As you’re going through your child’s school work, do you notice the margins of their notes are filled with doodles? Drawings, phases, shapes, squiggly lines that lead to nowhere? Before you jump on your child about needing to spend more time focusing on the lesson and less time drawing arrows and stars all over the page, consider the meaning behind some of the most common academic artwork.
Arrows- If you see arrows pointing here, there and everywhere on a page of notes, your “doodler” is focused. Maybe not on the math lesson, but definitely focused. Sharp pointed arrows are signs of a sub conscious, yet concrete and defined goal or target the student has in mind. If the arrows are more fluid and all over the place, the target may be something more emotional or driven by the heart.
Faces- if the margins of your child’s math notes is covered in drawings of faces, pay close attention to the expression on the faces. The expressions are a good indicator of how the “artist” is feeling at that moment. Sad or angry faces could mean the student is feeling overwhelmed or frustrated. Happy and excited faces could mean the student is confident with the material.
Stars- We’ve all walked out of class and looked down at our paper and realized it is literally covered in little stars. Stars are one of those things that are so easy and mindless to draw, and it is easy to get carried away. One big, detailed star traced over and over again can symbolize one very definitive goal that the artist is focused on, while many small asymmetric stars can symbolize optimism and a busy mind full of goals and ideas
Initials/Name: Most of the time, when a student doodles the name of someone else all over the paper, they are clearly thinking of this person regularly. This could be a romantic relationship, or just someone who they are worried about/ thinking about and it is consuming their brain space.
Boxes/Squares- A margin full of squares indicated the desire to be in control, to have everything in one place where you can deal with it in a way that works the best for you. If the squares transform into three-dimensional cubes, this symbolizes a lot of analytical thinking and the ability to handle difficult situations with ease.

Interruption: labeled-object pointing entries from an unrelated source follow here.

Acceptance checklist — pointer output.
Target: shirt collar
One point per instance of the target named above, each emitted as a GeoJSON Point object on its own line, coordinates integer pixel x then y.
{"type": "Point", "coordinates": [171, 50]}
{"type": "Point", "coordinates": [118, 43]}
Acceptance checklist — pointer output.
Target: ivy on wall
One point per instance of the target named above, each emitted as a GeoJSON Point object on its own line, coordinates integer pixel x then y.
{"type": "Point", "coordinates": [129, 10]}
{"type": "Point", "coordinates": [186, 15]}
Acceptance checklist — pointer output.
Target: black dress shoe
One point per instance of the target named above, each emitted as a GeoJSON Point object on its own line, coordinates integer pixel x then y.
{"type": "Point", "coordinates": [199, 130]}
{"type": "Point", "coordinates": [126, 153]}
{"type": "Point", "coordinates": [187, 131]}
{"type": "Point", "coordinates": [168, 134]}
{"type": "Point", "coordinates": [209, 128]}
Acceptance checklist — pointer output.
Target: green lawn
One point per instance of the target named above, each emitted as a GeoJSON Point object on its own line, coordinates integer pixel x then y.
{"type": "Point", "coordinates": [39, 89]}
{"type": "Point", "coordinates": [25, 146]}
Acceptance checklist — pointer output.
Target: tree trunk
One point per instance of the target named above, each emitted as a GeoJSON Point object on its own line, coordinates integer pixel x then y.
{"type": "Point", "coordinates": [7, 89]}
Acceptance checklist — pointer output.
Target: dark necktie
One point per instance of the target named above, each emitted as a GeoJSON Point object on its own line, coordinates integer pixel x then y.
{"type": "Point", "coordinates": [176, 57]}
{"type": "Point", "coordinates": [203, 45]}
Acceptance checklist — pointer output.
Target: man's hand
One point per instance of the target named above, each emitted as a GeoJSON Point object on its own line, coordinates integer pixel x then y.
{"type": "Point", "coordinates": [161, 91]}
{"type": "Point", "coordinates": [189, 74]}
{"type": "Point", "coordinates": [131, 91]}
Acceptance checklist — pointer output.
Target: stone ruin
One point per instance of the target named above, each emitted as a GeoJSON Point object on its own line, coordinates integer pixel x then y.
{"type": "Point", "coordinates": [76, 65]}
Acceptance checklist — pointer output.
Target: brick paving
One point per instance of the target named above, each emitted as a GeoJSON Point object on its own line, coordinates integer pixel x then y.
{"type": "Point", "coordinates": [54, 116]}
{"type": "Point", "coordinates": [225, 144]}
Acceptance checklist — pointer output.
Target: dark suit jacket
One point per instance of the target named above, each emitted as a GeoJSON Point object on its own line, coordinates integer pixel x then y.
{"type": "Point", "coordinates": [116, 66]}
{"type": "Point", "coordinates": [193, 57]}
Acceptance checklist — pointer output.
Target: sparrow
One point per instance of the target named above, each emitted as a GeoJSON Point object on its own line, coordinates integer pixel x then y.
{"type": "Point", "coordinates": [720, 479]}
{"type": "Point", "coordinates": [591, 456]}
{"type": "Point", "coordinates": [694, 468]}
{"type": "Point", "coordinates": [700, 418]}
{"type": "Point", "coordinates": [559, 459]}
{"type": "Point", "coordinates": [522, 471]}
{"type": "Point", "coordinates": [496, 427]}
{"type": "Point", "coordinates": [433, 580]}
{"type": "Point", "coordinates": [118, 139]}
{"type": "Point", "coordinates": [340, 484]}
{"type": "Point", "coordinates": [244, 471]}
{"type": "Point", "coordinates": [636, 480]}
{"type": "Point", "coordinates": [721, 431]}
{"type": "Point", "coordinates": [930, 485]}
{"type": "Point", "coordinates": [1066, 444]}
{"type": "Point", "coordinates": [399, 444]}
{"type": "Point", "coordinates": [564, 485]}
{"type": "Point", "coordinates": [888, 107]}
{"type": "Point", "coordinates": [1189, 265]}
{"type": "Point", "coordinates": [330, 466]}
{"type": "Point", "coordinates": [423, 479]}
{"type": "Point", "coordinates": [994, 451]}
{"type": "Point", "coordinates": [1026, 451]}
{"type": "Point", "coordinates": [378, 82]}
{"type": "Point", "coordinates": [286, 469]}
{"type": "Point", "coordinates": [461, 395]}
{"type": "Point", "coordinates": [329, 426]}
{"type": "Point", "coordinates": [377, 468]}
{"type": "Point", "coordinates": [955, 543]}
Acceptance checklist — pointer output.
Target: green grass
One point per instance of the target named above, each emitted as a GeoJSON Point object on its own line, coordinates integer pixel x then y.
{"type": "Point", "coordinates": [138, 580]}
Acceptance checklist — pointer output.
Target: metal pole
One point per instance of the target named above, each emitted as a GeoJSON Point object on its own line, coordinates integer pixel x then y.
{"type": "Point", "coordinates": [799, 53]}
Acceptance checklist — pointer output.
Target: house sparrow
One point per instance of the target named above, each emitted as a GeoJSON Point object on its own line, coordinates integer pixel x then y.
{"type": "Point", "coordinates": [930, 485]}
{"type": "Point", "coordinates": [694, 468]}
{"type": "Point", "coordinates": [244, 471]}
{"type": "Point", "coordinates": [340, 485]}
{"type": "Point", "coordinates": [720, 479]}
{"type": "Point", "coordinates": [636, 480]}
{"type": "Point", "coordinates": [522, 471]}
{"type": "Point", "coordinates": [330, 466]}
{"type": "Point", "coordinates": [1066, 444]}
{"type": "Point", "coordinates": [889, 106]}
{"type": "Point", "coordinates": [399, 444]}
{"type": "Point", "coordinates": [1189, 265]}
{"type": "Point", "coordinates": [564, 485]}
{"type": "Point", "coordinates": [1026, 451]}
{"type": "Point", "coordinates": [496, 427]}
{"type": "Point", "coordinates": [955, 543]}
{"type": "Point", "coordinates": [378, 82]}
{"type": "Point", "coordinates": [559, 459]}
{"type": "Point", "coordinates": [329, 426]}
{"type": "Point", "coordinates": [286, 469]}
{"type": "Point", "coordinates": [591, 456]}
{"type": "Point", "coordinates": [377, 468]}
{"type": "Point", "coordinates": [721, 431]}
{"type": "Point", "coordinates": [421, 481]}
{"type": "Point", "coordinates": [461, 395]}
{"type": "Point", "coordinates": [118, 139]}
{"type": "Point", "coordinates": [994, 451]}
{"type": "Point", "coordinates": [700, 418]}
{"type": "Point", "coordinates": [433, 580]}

The brain is still working when it is doodling, and many students absorb more information when their hands are busy doing something else. Try not to automatically assume that just because their paper looks like abstract art piece that there isn’t learning going on. Knowing what the doodles mean could help you peak into how your child is processing the information they are receiving in class, as well as their overall mindset during the school day.